Friday, May 16, 2014

HB 703 Rejected by Senate Education Committee

The Senate Education Committee ignored the concerns of all the major public school stakeholders and sided with the charter school managers and other haters of public schools in killing HB 703. As I explained in previous posts, HB 703 would have prevented the proliferation of preadatory charters throughout the state. These are charter schools that are doing serious damage to our public education system and at the  the same time destroying the education profession.

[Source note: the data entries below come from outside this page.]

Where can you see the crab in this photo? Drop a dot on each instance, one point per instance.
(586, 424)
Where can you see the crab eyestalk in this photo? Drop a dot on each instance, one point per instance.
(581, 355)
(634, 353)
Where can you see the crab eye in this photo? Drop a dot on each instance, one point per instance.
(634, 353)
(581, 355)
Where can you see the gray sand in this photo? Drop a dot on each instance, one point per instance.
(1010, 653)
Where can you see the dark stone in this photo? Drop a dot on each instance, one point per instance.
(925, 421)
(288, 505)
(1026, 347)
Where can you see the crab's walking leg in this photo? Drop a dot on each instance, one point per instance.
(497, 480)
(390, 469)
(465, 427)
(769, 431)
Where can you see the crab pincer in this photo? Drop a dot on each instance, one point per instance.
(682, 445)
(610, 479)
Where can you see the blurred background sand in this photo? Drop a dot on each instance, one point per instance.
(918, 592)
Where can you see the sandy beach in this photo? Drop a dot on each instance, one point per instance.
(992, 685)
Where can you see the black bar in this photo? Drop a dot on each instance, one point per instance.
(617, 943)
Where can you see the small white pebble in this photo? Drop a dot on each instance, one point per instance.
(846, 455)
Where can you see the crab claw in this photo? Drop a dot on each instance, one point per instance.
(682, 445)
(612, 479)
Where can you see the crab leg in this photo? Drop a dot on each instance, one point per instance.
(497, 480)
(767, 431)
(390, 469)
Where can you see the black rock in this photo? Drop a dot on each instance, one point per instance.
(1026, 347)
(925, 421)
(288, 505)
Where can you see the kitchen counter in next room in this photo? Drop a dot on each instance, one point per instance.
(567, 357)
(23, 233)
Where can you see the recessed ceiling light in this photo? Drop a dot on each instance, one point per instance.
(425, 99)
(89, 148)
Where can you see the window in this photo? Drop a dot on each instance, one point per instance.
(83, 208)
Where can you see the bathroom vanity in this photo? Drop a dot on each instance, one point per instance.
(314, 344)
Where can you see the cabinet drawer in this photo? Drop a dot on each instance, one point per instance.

Every single member of the Senate Education committee made it very clear that they are in favor of more charter schools even if it is to the determent of our public school systems. The president of the Lafayette Parish school board explained to the committee how the addition of several predatory charter schools in Lafayette Parish, (a "B" rated school system) by BESE over the objection of the local school board this past year proves this point. Instead of setting up in the part of town serving high poverty students, where school performance scores are low, the new charters specifically located where they could try to attract some of the highest performing students of the Lafayette Parish system. When these schools get operating they systematically remove students who are discipline problems and the lowest performers and dump them back into the public school system. Basically they cream the best students in order to insure that they will receive a high school performance score. Meanwhile the performance score for the public school system goes down as they are forced to take the rejects from the predatory charters.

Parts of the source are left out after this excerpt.